In 2012, Adamek won his first championship as the head coach. He is also a 7x Polish Basketball League champion, 2x runner-up and 1x bronze medalist.

Adamek is the former head coach of the U-18 Polish National Basketball Team. In 2019, his team was a runner-up in the FIBA U-18 Division B European Championships, held in Oradea, Romania, and advanced to the top flight Division A. In 2022, Adamek's team finished 9th in the FIBA U-18 European Championships, hosted by the city of İzmir, Turkey] Poland saved the Division A spot for another year.

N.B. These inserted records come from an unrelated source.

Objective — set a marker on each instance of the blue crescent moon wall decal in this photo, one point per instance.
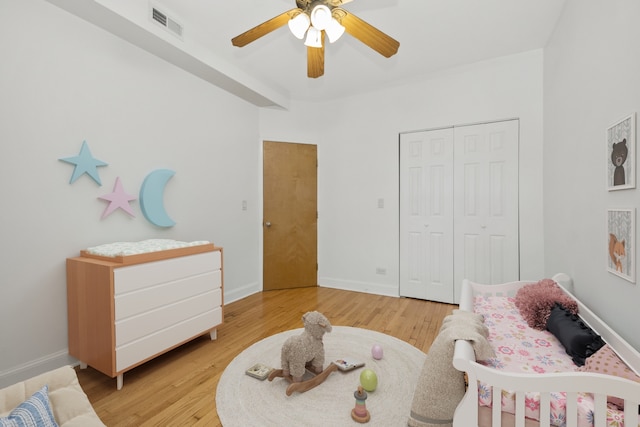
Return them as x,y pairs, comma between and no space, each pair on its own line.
152,197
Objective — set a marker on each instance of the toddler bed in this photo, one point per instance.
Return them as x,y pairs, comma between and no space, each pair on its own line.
534,378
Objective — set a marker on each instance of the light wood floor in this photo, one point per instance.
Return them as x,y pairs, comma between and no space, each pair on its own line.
178,388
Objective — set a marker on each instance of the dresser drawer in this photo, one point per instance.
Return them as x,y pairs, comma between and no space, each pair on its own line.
140,276
137,351
143,300
158,320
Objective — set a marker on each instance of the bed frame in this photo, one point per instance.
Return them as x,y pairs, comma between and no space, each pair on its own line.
467,412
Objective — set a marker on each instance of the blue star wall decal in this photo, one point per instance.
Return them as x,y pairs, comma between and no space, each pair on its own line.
84,163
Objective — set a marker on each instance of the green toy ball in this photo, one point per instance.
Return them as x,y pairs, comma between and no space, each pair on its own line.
368,380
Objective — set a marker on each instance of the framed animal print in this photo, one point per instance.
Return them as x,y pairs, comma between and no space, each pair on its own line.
621,242
621,154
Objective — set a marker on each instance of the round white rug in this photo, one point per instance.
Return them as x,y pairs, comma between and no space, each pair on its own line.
245,401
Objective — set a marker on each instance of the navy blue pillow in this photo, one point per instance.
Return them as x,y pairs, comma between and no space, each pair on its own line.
578,339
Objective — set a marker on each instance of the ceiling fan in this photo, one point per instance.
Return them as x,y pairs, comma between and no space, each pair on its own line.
317,18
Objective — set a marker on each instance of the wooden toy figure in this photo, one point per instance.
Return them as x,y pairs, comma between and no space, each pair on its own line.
359,413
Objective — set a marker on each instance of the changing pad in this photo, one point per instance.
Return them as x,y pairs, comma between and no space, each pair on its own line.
116,249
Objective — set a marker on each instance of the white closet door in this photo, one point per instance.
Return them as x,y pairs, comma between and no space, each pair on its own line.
426,215
486,242
458,209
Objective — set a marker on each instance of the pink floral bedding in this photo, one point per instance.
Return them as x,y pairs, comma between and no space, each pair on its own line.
522,349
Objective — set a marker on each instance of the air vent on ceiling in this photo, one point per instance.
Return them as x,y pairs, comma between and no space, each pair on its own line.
166,21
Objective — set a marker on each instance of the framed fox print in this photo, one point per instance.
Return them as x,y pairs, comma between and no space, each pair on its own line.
621,243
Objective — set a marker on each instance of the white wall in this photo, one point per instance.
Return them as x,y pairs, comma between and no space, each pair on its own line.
63,81
359,159
591,80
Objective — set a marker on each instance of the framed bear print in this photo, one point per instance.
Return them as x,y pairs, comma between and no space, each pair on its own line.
621,242
621,157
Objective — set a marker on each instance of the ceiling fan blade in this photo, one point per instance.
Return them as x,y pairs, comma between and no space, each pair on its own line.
368,34
264,28
315,60
336,3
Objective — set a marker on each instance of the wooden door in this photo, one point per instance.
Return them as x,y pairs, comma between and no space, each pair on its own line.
290,251
426,211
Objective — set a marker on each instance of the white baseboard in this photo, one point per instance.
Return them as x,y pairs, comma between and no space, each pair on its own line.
352,285
36,367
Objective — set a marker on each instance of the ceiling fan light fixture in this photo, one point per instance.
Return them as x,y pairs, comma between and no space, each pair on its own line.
314,37
321,17
299,25
334,31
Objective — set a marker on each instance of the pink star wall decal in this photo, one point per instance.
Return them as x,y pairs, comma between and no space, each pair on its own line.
118,199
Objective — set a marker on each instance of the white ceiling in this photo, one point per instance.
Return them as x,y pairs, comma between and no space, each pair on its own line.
433,35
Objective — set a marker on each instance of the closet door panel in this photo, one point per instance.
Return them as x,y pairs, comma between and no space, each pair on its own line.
486,243
426,240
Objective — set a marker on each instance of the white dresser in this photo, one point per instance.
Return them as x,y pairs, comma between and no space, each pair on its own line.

In June 2023, Adamek became the head coach of Górnik Wałbrzych, his first club as player, then the tier-2 league team. He returned to his hometown after two successful years as the Śląsk Wrocław assistant coach, winning the 2022 Polish Basketball League championship and finishing as runner-up one campaign later. In 2023-24, Adamek's Górnik Wałbrzych clinched playoffs as the 2nd seed. Eventually, Górnik won the finals against Enea Abramczyk Astoria Bydgoszcz 3-1, despite trailing 0-1, and earned a spot in the Polish Basketball League. Górnik returned to top flight after 15 years in lower leagues.